A six-barrel selection aged in two-year-old barrels. Hand-picked, destemmed, and fermented in open-top tanks with punchdowns and pumpovers, then drained to barrel with primary lees and aged for approximately 15 months. The wine shows a bright, richly spiced character layered with red berry fruit, brown spices, black olive, licorice, and hints of leather. Robust tannins and juicy, grippy acidity are framed by aromatic Christmas spice, giving the wine both power and lift.

Sourced from both hillside blocks and rows along the road leading to the winery, this six-barrel selection was hand-picked, destemmed, and fermented in open tops with punchdowns and pumpovers. Aged for around 15 months, it’s slightly riper and more concentrated than the 2021, it offers mulberry fruit, brown spice, and a medium-bodied richness. The tannins are plumper yet still grippy, with just enough tension to support the juicy core.

Sourced from the Lollipop Hill block—halfway up the hill on the right-hand side as you drive toward the winery—this wine comes from sandy loam soils and is crafted with an emphasis on texture and aromatic finesse. Foot-treaded to extract subtle stem and skin aromatics, then gently pressed and fermented in neutral barrels. Lees were stirred every two months before the wine was racked to stainless steel drums and aged for an additional 4–6 months before bottling. The result is an elegant, structured white with delicate aromatics of citrus, white flowers, and honeysuckle. Medium-bodied, with lemon-bright acidity and grapefruit on the palate, finishing with a distinctive salted lemon peel note.
Open-top fermented and drained to four- to five-year-old François Frères barrels. Bottled after 7–8 months, this wine shows gorgeous dark berry depth framed by rose petal florals and earthy undertones. The mid-palate is generous and fruit-driven, with a Pinot-like elegance: red cherry, cedarwood spice, and a whisper of conifer forest. It all leads to a long, stony, mineral finish.
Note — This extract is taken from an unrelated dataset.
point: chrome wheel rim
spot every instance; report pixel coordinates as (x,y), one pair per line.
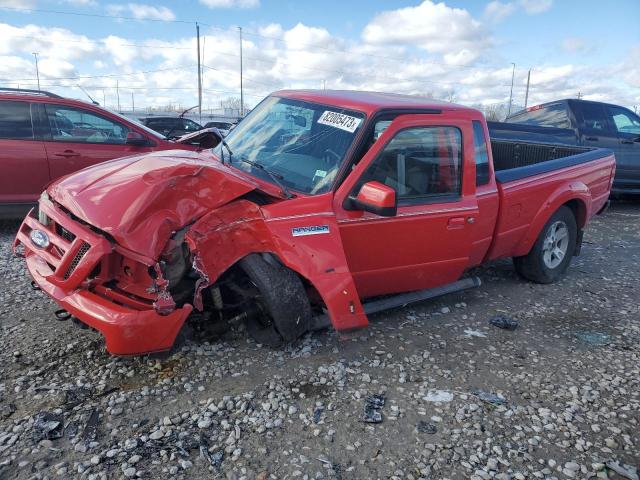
(556,244)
This 50/50 blend of Cayuga and Seyval Blanc was tank fermented, with a portion aged in neutral French oak for a year before being racked, filtered, and bottled. It lifts from the glass with honeysuckle and wild rose, followed by a squeeze of lime zest and tangerine. A refreshing saline-acid tension drives the finish. Best enjoyed on a hot, humid summer day—ideally with a picnic lunch.
Here’s a Cabernet Franc with a splash of Merlot, sourced from Long Island growers and aged 15 months in a mix of Burgundy and Bordeaux barrels. The nose opens with rich cherry and forest berries, layered with brown spices, leather, tobacco, and licorice. The medium-bodied palate features spiced plum and loamy earth, finishing with floral lift and mineral nuance

Unoaked and medium-bodied, this vivid blend of Pinot Noir, Cabernet Franc, Traminette, Seyval Blanc, and Chenin Blanc is zippy, bright, and red-fruited, with vibrant honeysuckle aromatics and luscious melon on the palate. Made using the saignée method (except for the white varieties), it’s layered and long, with red cherry and pomegranate emerging on the extended finish. Winemaker Ian Bearup took over from John Graciano in 2021 and continues to guide this expressive, energetic style.
Fermented in stainless steel with lees stirred every three months over a seven-month period before bottling. The wine offers lemon-lime brightness, white flowers, and crunchy acidity, with layers of citrus, citrus oil, and subtle almond notes. It finishes with a steely, slate-like minerality.
Stylistically similar to the estate Vineyard Milea BDX Red Blend, this wine leans darker, with forest berry fruit, conifer, and cedarwood spice. Medium- to full-bodied, it delivers supple, juicy dark fruit layered with a touch of salty dark chocolate and lifted by blood orange acidity. The finish is long, expressive, and remarkably fresh.